It is Friday evening. I am studying for a first set of questions in the course I am taking at Georgia Health Sciences University. The material involves an overview of the challenges of healthcare management and healthcare policy in the United States. At the moment I am wondering if evidence-based management (and evidence based clinical practices) are only new labels for the old scientific management. When Frederick Taylor calculated the optimal size of a shovel for a particular purpose was he not collecting evidence to be used in practice? And in a way were not his instructions to "Schmidt" (so as to get him to handle 47 tons of pig iron per day) somewhat analogous to telling instructing a manager or a physician in the one best way to do something, as derived from evidence? Is it a surprise that physicians resist systems by which they are evaluated upon compliance with procedures, especially when there are conflicts between the interests of particular patients and the financial interests of organizations?

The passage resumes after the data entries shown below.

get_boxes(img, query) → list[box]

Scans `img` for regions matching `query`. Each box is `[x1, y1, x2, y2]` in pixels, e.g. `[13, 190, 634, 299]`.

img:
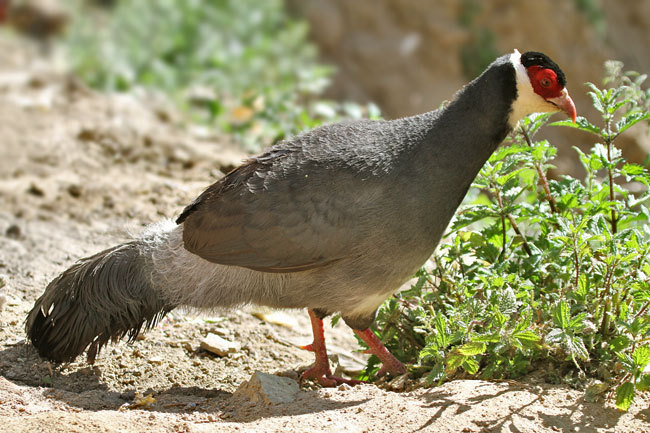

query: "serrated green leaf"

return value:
[567, 335, 589, 361]
[616, 111, 650, 134]
[636, 374, 650, 392]
[445, 350, 467, 375]
[512, 330, 540, 342]
[632, 345, 650, 370]
[587, 92, 605, 113]
[458, 341, 486, 356]
[549, 116, 600, 135]
[552, 301, 569, 329]
[472, 332, 501, 343]
[463, 358, 479, 374]
[616, 382, 634, 411]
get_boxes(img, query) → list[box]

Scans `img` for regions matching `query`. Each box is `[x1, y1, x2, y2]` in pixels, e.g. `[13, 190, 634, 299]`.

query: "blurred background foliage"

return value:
[64, 0, 379, 152]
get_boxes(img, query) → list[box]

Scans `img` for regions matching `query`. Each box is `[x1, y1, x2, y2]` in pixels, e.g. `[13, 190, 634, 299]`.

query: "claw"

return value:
[300, 366, 365, 387]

Evidence-based clinical practices are based upon observations of outcomes in large populations of patients. But physicians face their patients one by one. It is the particular patient that a physician is trying to understand so as to diagnosis and treat correctly. Under DRG's (diagnostic related groups), for example, the patient becomes a diagnosis. The correct evidence-based process is based not on the patient as a person but on a diagnosis. Many patients have multiple chronic conditions. If we go to evidence-based practice are we assuming that physicians lack the ability to use his or her systems thinking skills (informed by the evidence of personal experiences) to assess the needs of this patient. Does process ultimately replace cognition? Is the use of professional discretion something to be driven out of clinical processes as is variance in industrial processes?
I value evidence, process, efficiency and economy. But I hope that we are not driving good physicians out of the profession by constraints that may in a way reduce the profession to something of an industrial profession in which obedience is more highly valued than personal insights. Physicians rightly value professional discretion and autonomy. If we come to no longer trust physicians as human beings with advanced knowledge and cognitive skills, can we substitute a trust in evidence-based processes?